The march to Harrisburg was effected through the greatest possible difficulties. The prairies were quagmired. The contents of the wagons had to be carried across the bogs, and the horses attached to empty wagons had to be assisted. No less than eight impediments in one day had to be overcome in that way. Notwithstanding that, the remarkable success of the march brought the army in a little time to Harrisburg, opposite which it halted. “Deaf” Smith (known as such — his proper name was Erasmus Smith), with other spies, had gone over by rafts, and, after crossing, arrested two couriers and brought them into camp. Upon them was found a buckskin wallet containing dispatches of General Filosola to General Santa Anna, as well as from Mexico, and thereby we were satisfied that Santa Anna had marched to San Jacinto with the elite of his army, and we resolved to push on. Orders were given by the General immediately to prepare rations for three days, and to be at an early hour in readiness to cross the bayou. The next morning the Commander-in- Chief addressed a note in pencil to Colonel Henry Raguet, of Nacogdoches, in these words:
“Camp at Harrisburg, April 19, 1836.
“Sir: This morning we are in preparation to meet Santa Anna. It is the only chance of saving Texas. From time to time I have looked for reinforcements in vain. The convention adjourning to Harrisburg struck panic throughout the country. Texas could have started at least four thousand men. We will only have about seven hundred to march with, besides the camp- guard. We go to conquer. It is wisdom, growing out of neces ity, to meet the enemy now; every consideration enforces it. No previous occasion would justify it. The troops are in fine spirits, and now is the time for action.

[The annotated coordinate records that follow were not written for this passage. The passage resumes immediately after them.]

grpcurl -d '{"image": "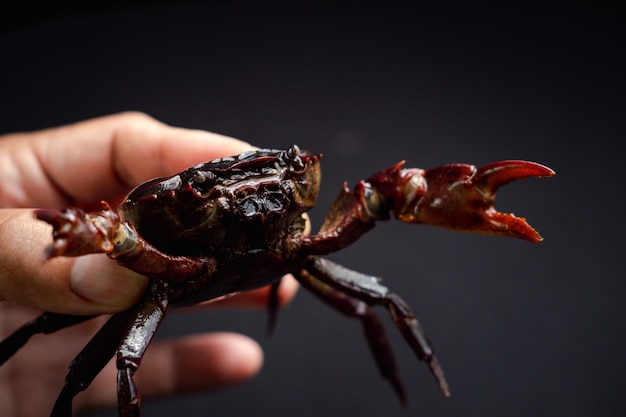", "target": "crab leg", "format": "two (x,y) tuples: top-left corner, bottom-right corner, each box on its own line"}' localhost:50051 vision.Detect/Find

(51, 308), (140, 417)
(300, 160), (554, 255)
(296, 257), (450, 404)
(117, 283), (168, 417)
(51, 282), (167, 417)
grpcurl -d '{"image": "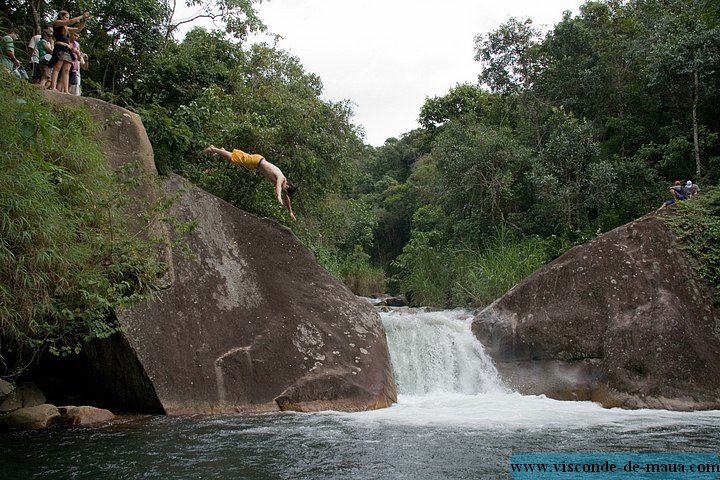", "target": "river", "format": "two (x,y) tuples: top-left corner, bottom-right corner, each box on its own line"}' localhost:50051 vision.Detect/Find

“We shall use our best efforts to fight the enemy to such advantage as will insure victory, though odds are greatly against us. I leave the result in the hands of a wise God, and rely upon his providence. My country will do justice to those who serve her. The rights for which we fight will be secured, and Texas free.”

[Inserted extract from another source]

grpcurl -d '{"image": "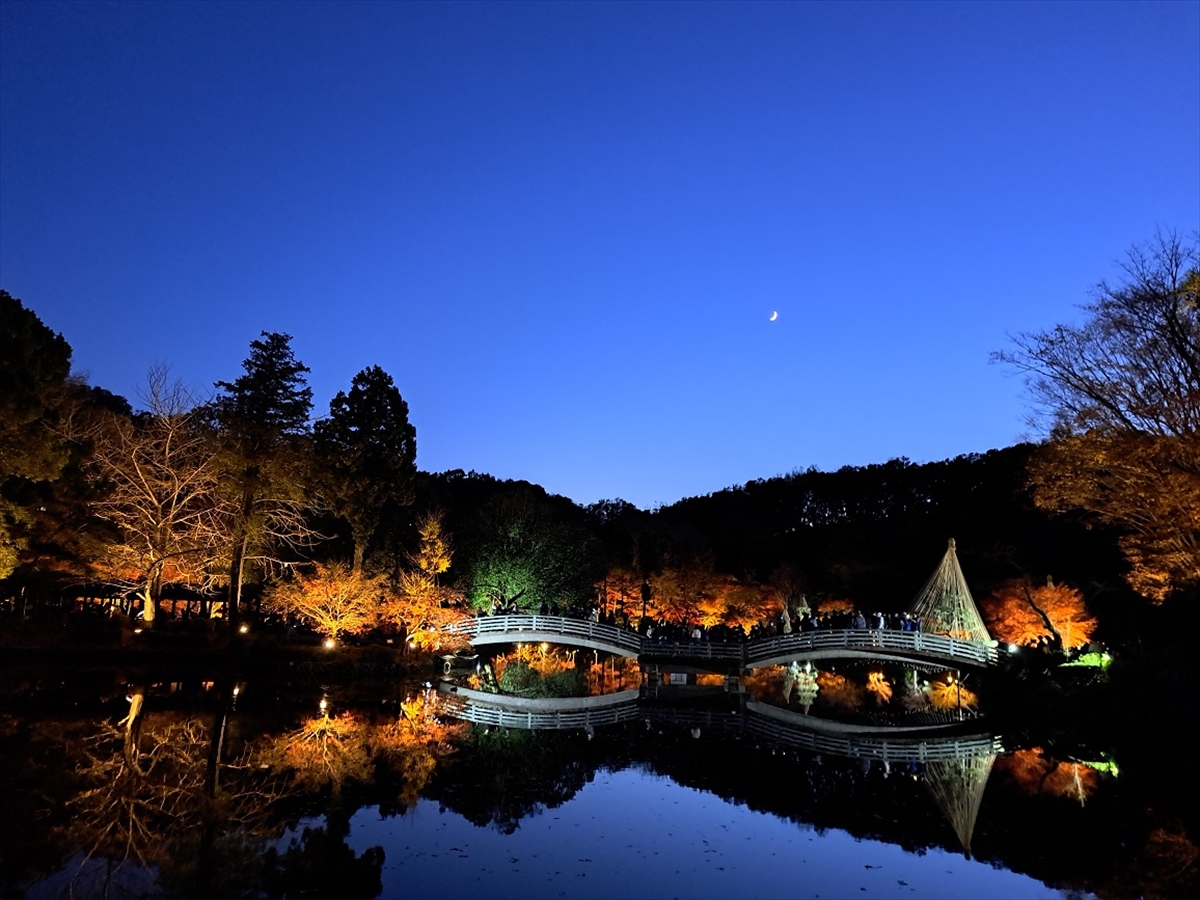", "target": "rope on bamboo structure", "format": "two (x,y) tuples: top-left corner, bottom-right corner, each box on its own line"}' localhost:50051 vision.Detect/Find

(908, 538), (991, 643)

A crossing was effected by the evening, and the line of march was taken up. The force amounted to a little over seven hundred men. The camp-guard remained opposite Harrisburg. The cavalry had to swim across the bayou, which is of considerable width and depth. General Rusk remained with the army on the west side. The Commander-in-Chief stepped into the first boat of the pioneers, swam his horse with the boat, and took position on the opposite side, where the enemy were, and continued there until the army crossed. The march was then taken up. A few minutes or perhaps an hour or so of daylight only remained. The troops continued to march until the men became so exhausted and fatigued that they were falling against each other in the ranks, or some falling down.